Retail bosses call for £6bn corporation tax hike to fund business rates cut
Retail bosses are preparing to urge the Treasury to increase corporation tax in order to cut business rates by £6bn in a bid to save the UK’s struggling high streets.
The recommendation to the government will be made in a report by a sub-committee of the Retail Sector Council, due to be shared in the next few weeks, Sky News reported.
The Retail Sector Council is co-chaired by minister for small businesses Kelly Tolhurst and former Co-op chief executive Richard Pennycook, who is also the chair of department store chain Fenwicks.
Among the council’s members are Asos chief executive Nick Beighton, former John Lewis Partnership chairman Sir Charlie Mayfield and Elizabeth Fagan, the non-executive chairman of Boots.
The council was set up in 2018 to help address the decline of the UK high street and increase the productivity of the retail sector.
The report is expected to include several recommendations, including the proposal to raise corporation tax by two per cent to raise around £6bn a year by 2022/23.
According to Sky News, the extra revenue would be used to reduce the business rate multiplier to around 40p in the pound. Other proposals cover VAT reform and tax and property cost transparency.
Robert Hayton, head of UK business rates at real estate adviser Altus Group, said the move to increase corporate tax and reduce business rates would be an “eminently reasonable fiscally neutral solution”.

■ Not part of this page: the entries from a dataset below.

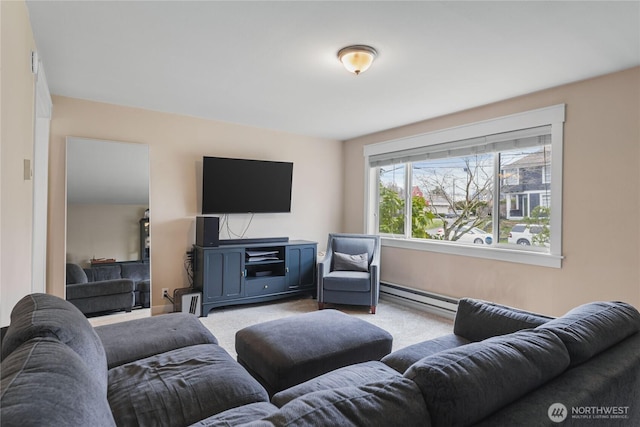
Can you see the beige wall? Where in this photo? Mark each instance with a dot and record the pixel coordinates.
(103, 231)
(16, 123)
(601, 169)
(176, 146)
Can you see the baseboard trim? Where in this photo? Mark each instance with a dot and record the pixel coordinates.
(434, 303)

“As a country we are far too reliant upon property to derive tax revenues. Almost 1 in every 6 properties with a rates bill received a summons to appear before a Magistrate during the previous financial year alone having fallen into arrears,” he aid.
“Reducing business rates, which would need to be for all properties, across all sectors of the economy, funded by an increase in corporation tax, would transfer the tax burden to those more profitable businesses, an eminently reasonable fiscally neutral solution.”

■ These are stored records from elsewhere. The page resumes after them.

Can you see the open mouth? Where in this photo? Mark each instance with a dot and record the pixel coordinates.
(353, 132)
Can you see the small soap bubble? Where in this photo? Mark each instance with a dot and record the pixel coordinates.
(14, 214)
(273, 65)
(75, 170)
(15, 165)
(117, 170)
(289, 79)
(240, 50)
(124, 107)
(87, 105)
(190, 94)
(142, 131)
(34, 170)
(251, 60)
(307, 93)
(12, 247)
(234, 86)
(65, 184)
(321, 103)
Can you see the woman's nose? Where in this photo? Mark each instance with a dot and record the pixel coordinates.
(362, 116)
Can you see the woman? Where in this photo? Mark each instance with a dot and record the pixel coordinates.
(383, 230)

However, some analysts said increasing taxes would damage growth and investment across the UK.
“There were no economists on the Retail Sector Council committee—and it shows,” Daniel Pryor, head of programmes at the Adam Smith Institute said.
“Business rate cuts are a sop to landlords and do nothing to adapt to the fact that fewer of us are working, living or traveling to the high street. Landlords have reacted to previous rate cuts by increasing rents and within a few years any savings for businesses evaporated.
“Funding this misguided policy will subsidise landlords while punishing companies that have been the backbone of the British jobs miracle. Hiking taxes now would hurt jobs, growth and investment across the country: all for very little benefit. “
Retailers have repeatedly raised business rates as a major concern, saying they are one of the major challenges facing the high street.
Following the Conservative Party’s victory in the General Election last month, the British Retail Consortium (BRC) renewed its call for a review of business rates.
Helen Dickinson, BRC chief executive and Retail Sector Council member said: “The prime minister must now fulfil his manifesto pledge and urgently begin a fundamental review into the broken business rates system to relieve the burden on retail businesses and create a system fit for the 21st century.”